Palestinian and Kurdish Childhoods: Radical Habitus and Political Violence in the Middle East
Palestinian and Kurdish Childhoods: Radical Habitus and Political Violence in the Middle East
Wednesday, 9 July 2025: 02:15
Location: FSE014 (Faculty of Education Sciences (FSE))
Oral Presentation
How and why youth in the Middle East adapt radical ideas and actions? How can we understand contemporary phenomenon of youth radicalisation across secular and religious trajectories? How can we conceptualise childhood in cases when political violence shapes every aspect of daily life across generations? Radicalisation scholarship is often concerned with ideological factors and the immediate social circles of radicalised individuals while underplaying the macrolevel hegemonic forces that shape their lived reality and habitus. Drawing on 18 months of ethnographic research, conducted between 2015 and 2018 in Turkish-Syrian border cities, in Istanbul, and in a refugee camp in Greece – as well as a desk-based research on political violence and conflict in Palestine and Kurdistan – this presentation offers an intervention in the study of radicalisation by investigating trajectories and sociopolitical drivers of youth radicalization across the Middle East, with a particular focus on Palestine and Kurdistan.

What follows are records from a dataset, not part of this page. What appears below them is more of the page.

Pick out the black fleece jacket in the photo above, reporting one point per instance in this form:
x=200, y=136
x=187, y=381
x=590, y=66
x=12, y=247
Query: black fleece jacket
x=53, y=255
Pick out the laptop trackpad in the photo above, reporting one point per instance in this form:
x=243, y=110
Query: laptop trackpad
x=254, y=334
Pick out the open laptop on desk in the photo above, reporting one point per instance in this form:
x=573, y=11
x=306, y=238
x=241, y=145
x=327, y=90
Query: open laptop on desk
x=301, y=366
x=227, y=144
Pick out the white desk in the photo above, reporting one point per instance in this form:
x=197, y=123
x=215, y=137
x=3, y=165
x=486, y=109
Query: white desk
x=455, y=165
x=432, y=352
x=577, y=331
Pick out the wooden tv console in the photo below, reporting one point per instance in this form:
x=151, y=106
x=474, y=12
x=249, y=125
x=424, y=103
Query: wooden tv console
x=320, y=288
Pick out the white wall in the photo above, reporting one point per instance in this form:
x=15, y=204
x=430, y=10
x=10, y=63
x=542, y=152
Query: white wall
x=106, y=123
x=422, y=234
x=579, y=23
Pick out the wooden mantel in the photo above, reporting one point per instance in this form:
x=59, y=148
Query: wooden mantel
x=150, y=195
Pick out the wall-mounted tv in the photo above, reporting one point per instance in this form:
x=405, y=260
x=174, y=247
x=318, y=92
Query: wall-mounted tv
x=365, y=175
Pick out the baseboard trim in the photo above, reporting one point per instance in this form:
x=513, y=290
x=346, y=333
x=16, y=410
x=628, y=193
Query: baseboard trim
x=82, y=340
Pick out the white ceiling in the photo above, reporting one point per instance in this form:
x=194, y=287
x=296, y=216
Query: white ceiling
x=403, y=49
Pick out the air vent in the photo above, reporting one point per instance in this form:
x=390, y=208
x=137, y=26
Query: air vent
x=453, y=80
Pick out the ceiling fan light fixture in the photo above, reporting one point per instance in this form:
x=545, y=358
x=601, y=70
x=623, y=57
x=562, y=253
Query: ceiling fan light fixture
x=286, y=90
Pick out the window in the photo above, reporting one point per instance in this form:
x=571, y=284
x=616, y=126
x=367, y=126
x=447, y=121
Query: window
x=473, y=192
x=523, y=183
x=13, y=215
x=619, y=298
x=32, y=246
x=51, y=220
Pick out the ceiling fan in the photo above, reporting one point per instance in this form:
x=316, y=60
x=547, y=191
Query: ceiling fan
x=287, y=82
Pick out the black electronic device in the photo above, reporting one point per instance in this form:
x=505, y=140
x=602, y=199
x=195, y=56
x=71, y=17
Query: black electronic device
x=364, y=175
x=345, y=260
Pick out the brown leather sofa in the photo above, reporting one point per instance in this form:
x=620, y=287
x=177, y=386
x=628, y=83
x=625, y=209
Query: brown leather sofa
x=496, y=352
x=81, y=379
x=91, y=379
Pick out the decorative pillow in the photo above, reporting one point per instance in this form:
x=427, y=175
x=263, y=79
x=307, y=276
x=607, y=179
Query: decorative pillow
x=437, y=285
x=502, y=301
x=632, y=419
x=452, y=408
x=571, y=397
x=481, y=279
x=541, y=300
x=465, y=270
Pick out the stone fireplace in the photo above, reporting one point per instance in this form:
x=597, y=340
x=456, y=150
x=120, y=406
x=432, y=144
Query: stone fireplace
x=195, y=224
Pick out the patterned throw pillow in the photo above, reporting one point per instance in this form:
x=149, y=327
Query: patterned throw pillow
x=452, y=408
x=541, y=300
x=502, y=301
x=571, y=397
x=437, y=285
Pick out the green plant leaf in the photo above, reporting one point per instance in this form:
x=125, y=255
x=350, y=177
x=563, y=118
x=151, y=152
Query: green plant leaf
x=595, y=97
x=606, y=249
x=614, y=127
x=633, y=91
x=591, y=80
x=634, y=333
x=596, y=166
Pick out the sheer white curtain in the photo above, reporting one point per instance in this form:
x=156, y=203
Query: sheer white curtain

I argue that we must examine power relations, structural inequalities, perceived injustices, and young people’s political subjectivities in order to better understand what propels radicalisation. I propose that radicalisation is a relational and gradual process triggered by a set of complex power relations between state and substate actors across religious, sectarian, ethnonational, and class lines, the interactions of which shape what I call a radical habitus.